The Compendious Book on Calculation by Completion and Balancing
The word "mathematics" comes from the Greek μάθημα (máthema) which means "science, knowledge, or learning"; μαθηματικός (mathematikós) means "fond of learning". Today, the term refers to a specific body of knowledge -- the deductive study of quantity, structure, space and change.

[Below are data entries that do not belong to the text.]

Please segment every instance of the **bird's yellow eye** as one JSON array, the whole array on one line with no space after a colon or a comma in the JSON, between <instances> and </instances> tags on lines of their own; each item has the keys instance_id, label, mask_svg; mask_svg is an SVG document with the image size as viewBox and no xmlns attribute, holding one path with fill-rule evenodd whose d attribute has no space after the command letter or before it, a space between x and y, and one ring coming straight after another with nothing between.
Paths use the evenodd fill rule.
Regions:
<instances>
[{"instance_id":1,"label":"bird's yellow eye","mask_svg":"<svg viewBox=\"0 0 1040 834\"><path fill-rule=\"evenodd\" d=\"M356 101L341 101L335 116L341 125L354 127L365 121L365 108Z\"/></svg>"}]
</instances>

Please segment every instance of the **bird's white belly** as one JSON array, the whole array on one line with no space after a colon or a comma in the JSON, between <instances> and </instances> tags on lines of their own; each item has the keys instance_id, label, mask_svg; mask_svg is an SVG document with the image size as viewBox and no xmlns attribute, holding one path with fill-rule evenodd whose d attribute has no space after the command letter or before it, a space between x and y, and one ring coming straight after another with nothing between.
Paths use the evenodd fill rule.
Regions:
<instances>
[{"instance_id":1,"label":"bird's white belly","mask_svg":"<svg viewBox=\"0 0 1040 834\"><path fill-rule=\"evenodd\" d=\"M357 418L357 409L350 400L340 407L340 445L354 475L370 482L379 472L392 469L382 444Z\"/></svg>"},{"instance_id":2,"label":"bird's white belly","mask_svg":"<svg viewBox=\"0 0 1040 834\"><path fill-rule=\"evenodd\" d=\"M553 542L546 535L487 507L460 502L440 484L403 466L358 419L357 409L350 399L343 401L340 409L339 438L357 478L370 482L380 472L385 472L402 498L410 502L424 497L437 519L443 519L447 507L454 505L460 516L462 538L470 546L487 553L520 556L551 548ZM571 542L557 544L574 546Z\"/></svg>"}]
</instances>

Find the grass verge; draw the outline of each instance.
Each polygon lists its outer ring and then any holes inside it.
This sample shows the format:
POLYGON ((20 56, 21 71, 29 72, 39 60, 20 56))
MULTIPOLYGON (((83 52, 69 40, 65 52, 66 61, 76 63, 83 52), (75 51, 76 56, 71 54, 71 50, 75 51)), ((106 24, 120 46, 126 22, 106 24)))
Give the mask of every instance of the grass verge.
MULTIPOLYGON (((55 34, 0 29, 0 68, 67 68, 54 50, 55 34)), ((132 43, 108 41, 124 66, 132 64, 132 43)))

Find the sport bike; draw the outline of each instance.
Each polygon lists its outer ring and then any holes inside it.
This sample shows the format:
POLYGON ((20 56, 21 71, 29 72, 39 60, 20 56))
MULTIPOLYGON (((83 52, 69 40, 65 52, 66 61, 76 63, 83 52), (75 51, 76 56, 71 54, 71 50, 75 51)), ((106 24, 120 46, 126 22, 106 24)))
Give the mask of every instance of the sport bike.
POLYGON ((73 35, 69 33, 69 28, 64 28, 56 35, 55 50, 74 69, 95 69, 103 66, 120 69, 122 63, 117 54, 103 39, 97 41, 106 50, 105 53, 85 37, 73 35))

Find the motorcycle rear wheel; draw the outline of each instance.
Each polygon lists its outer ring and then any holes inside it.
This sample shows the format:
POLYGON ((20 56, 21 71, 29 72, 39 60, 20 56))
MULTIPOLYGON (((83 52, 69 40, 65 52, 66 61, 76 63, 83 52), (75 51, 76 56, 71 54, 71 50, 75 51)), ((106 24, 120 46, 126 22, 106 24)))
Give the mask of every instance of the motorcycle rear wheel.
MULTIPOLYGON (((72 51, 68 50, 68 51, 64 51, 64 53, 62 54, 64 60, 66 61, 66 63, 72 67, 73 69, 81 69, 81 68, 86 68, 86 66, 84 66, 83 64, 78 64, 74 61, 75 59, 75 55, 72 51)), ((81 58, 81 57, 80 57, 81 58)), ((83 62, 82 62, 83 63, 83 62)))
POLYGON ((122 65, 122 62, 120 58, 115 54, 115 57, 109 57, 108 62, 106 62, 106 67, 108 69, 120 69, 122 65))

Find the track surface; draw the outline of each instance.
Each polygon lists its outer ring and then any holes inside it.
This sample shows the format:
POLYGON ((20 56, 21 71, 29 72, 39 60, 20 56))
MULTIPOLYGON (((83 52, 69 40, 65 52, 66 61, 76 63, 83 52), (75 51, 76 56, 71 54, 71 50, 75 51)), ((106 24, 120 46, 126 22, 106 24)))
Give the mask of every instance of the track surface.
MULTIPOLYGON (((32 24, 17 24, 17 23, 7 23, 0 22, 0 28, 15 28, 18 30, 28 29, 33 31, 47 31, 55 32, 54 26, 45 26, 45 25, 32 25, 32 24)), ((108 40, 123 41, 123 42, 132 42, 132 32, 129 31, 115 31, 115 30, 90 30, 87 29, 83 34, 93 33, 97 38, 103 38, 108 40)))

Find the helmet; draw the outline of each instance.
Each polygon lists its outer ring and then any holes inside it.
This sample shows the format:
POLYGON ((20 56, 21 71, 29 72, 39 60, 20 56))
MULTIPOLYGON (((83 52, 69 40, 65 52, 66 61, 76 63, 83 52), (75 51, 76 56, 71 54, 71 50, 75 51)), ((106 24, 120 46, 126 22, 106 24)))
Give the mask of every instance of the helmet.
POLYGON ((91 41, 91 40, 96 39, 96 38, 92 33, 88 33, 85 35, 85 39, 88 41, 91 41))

Before the modern age and the worldwide spread of knowledge, written examples of new mathematical developments come to light only in a few locales. The most ancient mathematical texts available are from ancient India circa 1500BC-500 BC (Rigveda - Sulba Sutras) and ancient Egypt in the Middle Kingdom period circa 1300-1200 BC (Berlin 6619), Mesopotamia circa 1800 BC (Plimpton 322). All of these texts concern the so-called Pythagorean theorem, which seems to be the most ancient and widespread mathematical development after basic arithmetic and geometry. The Han Dynasty in ancient China contributed the Sea Island Manual and The Nine Chapters on the Mathematical Art from the 2nd century BC to the 2nd century AD. Ancient Greece and the Hellenistic cultures of Egypt, Mesopotamia and the city of Syracuse increased mathematical knowledge. Jain mathematicians contributed from the 4th century BC to the 2nd century AD, while Hindu mathematicians from the 5th century and Islamic mathematicians from the 9th century made major contributions to mathematics.
One striking feature of the history of ancient and medieval mathematics is that bursts of mathematical development were often followed by centuries of stagnation. Beginning in Renaissance Italy in the 16th century, new mathematical developments, interacting with new scientific discoveries, were made at an ever increasing pace, and this continues to the present day.